A spokesman for the company said the exact price would vary from country to country according to the length of treatment regimen agreed and the support networks available to ensure effective use of the drug, whose brand name is Retrovir. He said the company would still make a profit at the reduced price but part of this would be ploughed back into "programme support", including distribution and patient education.

Nine out of 10 people living with HIV and Aids are in developing countries and women are often unaware that they are infected. Most do not attend ante-natal clinics until late in pregnancy and may only discover they are infected at that stage.

The announcement was warmly received in South Africa. "It is absolutely amazing," said Glenda Gray, director of perinatal HIV research at the Baragwanath Hospital in Soweto yesterday. "For the first time in years we are seeing lights at the end of the tunnel. Glaxo's decision has put AZT within the reach of South African women."

It is two weeks since Dr Gray announced that research at Baragwanath supported the results of the Thai study. But the Baragwanath team's joy was marred by the frank admission that the drug, widely available in the developed world, would be too expensive for of infected women in South Africa.

South Africa has one of the fastest-growing HIV infection rates on a continent blighted by the virus. Roughly 30 per cent of children under five referred to Baragwaneth, just outside Johannesburg, test positive. In KwaZulu-Natal, 25 per cent of all new born babies have the virus. KwaZulu is the hardest-struck province but the rest of the country is only a few years behind. Social factors smoothed the viruses passage.

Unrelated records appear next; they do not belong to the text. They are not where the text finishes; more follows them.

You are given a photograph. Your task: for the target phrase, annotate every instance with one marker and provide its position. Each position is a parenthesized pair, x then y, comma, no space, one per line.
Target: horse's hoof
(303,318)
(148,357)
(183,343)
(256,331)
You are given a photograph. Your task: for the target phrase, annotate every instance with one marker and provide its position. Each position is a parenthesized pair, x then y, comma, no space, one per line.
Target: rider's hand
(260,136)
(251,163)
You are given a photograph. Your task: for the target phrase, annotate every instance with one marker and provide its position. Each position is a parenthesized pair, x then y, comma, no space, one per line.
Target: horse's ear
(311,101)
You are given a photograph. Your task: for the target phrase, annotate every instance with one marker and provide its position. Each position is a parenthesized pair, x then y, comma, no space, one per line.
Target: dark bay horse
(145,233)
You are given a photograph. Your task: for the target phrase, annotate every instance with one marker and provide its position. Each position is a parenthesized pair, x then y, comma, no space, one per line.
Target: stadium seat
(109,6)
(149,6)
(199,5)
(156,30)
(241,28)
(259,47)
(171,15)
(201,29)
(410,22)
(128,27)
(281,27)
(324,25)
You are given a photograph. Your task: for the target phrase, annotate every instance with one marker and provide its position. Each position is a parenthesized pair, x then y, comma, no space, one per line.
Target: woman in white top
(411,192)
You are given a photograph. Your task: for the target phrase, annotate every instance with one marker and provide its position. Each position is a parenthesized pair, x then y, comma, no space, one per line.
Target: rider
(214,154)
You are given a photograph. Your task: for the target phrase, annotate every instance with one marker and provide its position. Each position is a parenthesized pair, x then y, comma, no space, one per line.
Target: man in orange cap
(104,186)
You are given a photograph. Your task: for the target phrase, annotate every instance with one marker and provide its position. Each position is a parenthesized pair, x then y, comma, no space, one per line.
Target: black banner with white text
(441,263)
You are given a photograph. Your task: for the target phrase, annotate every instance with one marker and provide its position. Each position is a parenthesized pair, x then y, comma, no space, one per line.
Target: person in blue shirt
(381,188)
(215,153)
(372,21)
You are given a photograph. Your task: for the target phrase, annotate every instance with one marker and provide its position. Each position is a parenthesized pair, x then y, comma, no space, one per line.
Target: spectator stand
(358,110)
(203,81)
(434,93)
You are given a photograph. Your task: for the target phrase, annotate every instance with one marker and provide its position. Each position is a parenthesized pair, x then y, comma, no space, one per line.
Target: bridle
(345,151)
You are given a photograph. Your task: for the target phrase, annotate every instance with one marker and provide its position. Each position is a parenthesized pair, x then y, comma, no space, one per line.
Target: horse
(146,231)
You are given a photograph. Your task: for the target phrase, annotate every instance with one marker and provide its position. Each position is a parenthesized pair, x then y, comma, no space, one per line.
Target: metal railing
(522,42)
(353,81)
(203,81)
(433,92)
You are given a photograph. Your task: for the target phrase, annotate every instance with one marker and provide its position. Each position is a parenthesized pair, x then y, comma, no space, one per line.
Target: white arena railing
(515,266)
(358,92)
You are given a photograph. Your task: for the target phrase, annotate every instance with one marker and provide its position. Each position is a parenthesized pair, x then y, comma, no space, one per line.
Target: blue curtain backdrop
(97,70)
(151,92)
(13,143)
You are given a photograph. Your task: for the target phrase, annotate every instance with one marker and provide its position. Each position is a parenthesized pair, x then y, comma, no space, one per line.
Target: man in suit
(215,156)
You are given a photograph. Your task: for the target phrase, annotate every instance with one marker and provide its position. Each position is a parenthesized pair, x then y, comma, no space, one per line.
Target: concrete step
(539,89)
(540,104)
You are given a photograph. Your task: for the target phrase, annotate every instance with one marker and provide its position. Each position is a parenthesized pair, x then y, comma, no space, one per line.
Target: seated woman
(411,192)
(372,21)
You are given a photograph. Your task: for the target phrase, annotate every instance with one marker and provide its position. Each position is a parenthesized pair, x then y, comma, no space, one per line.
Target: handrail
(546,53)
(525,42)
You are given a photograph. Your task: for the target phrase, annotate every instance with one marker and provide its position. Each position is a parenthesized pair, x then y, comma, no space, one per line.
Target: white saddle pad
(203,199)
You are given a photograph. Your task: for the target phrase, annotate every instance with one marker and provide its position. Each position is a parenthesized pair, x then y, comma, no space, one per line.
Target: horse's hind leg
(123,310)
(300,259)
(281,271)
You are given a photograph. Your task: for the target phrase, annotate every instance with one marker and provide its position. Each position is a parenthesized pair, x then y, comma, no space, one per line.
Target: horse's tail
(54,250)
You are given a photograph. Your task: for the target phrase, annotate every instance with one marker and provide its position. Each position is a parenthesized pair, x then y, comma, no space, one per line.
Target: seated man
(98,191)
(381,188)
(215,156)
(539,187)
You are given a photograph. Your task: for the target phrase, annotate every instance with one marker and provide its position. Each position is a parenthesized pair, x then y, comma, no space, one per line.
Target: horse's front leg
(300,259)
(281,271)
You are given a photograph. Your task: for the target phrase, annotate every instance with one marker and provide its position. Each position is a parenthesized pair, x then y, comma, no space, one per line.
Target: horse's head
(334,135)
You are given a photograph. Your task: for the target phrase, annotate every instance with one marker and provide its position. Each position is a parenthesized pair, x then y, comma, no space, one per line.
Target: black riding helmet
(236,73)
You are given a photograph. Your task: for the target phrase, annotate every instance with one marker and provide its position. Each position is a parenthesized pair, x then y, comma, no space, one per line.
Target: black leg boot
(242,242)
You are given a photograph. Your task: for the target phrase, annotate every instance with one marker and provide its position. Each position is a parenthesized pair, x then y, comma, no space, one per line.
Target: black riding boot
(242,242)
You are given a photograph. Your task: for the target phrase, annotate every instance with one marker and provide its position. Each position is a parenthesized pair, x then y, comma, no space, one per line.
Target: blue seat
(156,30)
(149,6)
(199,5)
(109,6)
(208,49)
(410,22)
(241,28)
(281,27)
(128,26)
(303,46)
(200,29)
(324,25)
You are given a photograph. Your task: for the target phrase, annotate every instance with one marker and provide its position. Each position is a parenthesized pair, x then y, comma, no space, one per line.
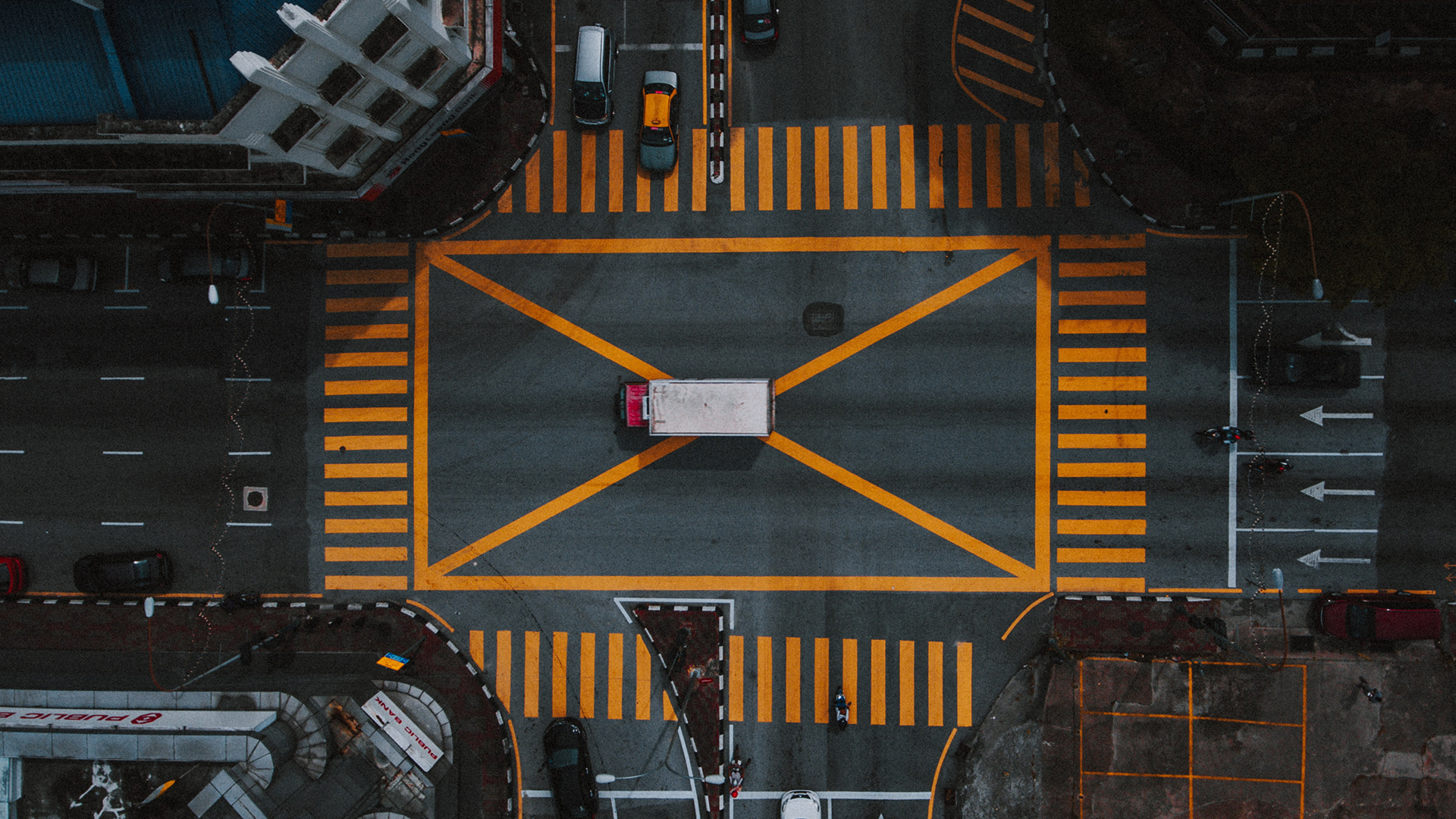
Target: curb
(501,717)
(1050,83)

Migrant-labour practices keep men from their families for months on end and on a continent where women have few if any choices, prostitution is rife and condom use practically non-existent. KwaZulu's predicament is partly blamed on truck routes that pass down the province, bringing the virus from neighbouring countries further north. At truck stops along the way, prostitutes cost less than breakfast.

The virus has crept up on South Africa's first democratic government; and administration which had so many other post-apartheid problems to tackle. That health minister Nkosazana Zuma is desperate for a cut-price solution to the Aids epidemic is evident from the government's continued support for the home-grown drug Virodene.

Though the Virodene researchers broke all the rules in administering the drug to Aids patients before it had been scientifically tested Dr Zuma continues to champion their cause. Her enthusiasm has not been dampened by the banning of the drug which contains industrial solvent.

The government's desperation is matched by patients. Yesterday there were newspaper reports that Virodene, despite the ban, is still in circulation and there is no shortage of Aids sufferers willing to use it.

Some sound a cautious note. Dr James McIntyre, co-director of the research team, is worried by the vagueness of Glaxo's proposal. A Health Department spokesman was rather guarded. Two years ago Dr Zuma met Glaxo executives to discuss purchasing AZT at a reduced price. The health spokesman said the questions the health minister posed then remain unanswered: Just how cheaply does the company intend to sell AZT and for how long will it keep the price at that level?